Des ajustements ont également été réalisés sur les frais professionnels : sans parler de la création d’un forfait destiné à compenser l’utilisation de la connexion internet privée du salarié ou de frais de chauffage éventuels, la nouvelle mouture rappelle que "le principe selon lequel les frais engagés par un salarié dans le cadre de l’exécution de son contrat de travail doivent être supportés par l’employeur a vocation à s’appliquer à l’ensemble des situations de travail". A ce titre, "le choix des modalités de prise en charge éventuelle des frais professionnels peut être, le cas échéant, un sujet de dialogue social au sein de l’entreprise". Le texte fait également mention de l’indemnité forfaitaire de télétravail que les employeurs peuvent décider de verser pour rembourser une partie des frais engagés par leurs salariés. Mais il ne détaille toujours pas les dépenses qui doivent être prises en charge.

Rien également sur une possible contribution de l’employeur aux frais de restauration des salariés qui bénéficient d’une subvention au restaurant d’entreprise. Il n’oblige pas non plus l’employeur à fournir le matériel et les équipements informatiques nécessaires à la continuation de leur activité à domicile. Dans la nouvelle version, le patronat a seulement ajouté que l’employeur peut "éventuellement" mettre à disposition "une liste d’outils de communication et de travail collaboratif appropriés au travail à distance, qui garantisse la confidentialité des échanges et des données partagées".

Dialogue social et exercice du droit syndical

Le patronat a également bougé sur le dialogue social et l’exercice du droit syndical. Si le projet d’ANI initial tentait d’assouplir certaines règles légales en cas de circonstances exceptionnelles (pandémie, catastrophes naturelles, destructions des locaux d’une entreprise), le Medef est revenu sur ses positions en supprimant l’assouplissement des délais de consultation des instances représentatives du personnel (délais d’information, réunions en visioconférence) ainsi que les règles portant sur les élections professionnelles (délais, vote par correspondance, négociation du protocole d’accord préélectoral).

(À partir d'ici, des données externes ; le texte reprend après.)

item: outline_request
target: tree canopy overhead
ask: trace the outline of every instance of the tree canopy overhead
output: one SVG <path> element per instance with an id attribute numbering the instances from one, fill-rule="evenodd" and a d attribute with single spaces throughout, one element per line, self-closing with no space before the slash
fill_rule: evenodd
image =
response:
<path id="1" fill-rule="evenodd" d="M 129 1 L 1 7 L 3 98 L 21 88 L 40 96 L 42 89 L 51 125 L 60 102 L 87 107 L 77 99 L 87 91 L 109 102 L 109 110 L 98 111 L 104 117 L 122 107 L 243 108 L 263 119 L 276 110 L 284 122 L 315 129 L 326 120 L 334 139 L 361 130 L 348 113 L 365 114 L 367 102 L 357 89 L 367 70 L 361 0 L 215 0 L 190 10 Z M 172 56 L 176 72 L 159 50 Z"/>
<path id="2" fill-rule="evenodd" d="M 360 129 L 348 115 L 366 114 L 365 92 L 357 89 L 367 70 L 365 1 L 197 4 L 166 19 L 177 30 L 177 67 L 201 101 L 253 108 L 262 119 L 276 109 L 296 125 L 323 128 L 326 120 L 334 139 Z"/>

Le texte précise, en outre, que "le développement du télétravail régulier, occasionnel ou en cas de circonstances exceptionnelles ou de force majeure nécessite d’adapter les conditions de mise en oeuvre du dialogue social dans l’entreprise, ou dans la branche professionnelle, afin que celui‐ci puisse s’exercer dans des conditions efficaces et satisfaisantes pour tous - employeur, salariés et leurs représentants". Mais là encore, les avancées ont été jugées trop légères, notamment sur l’impossibilité pour les IRP d’accéder aux mails professionnels des salariés pour rester en contact avec eux…. Une autre ligne rouge.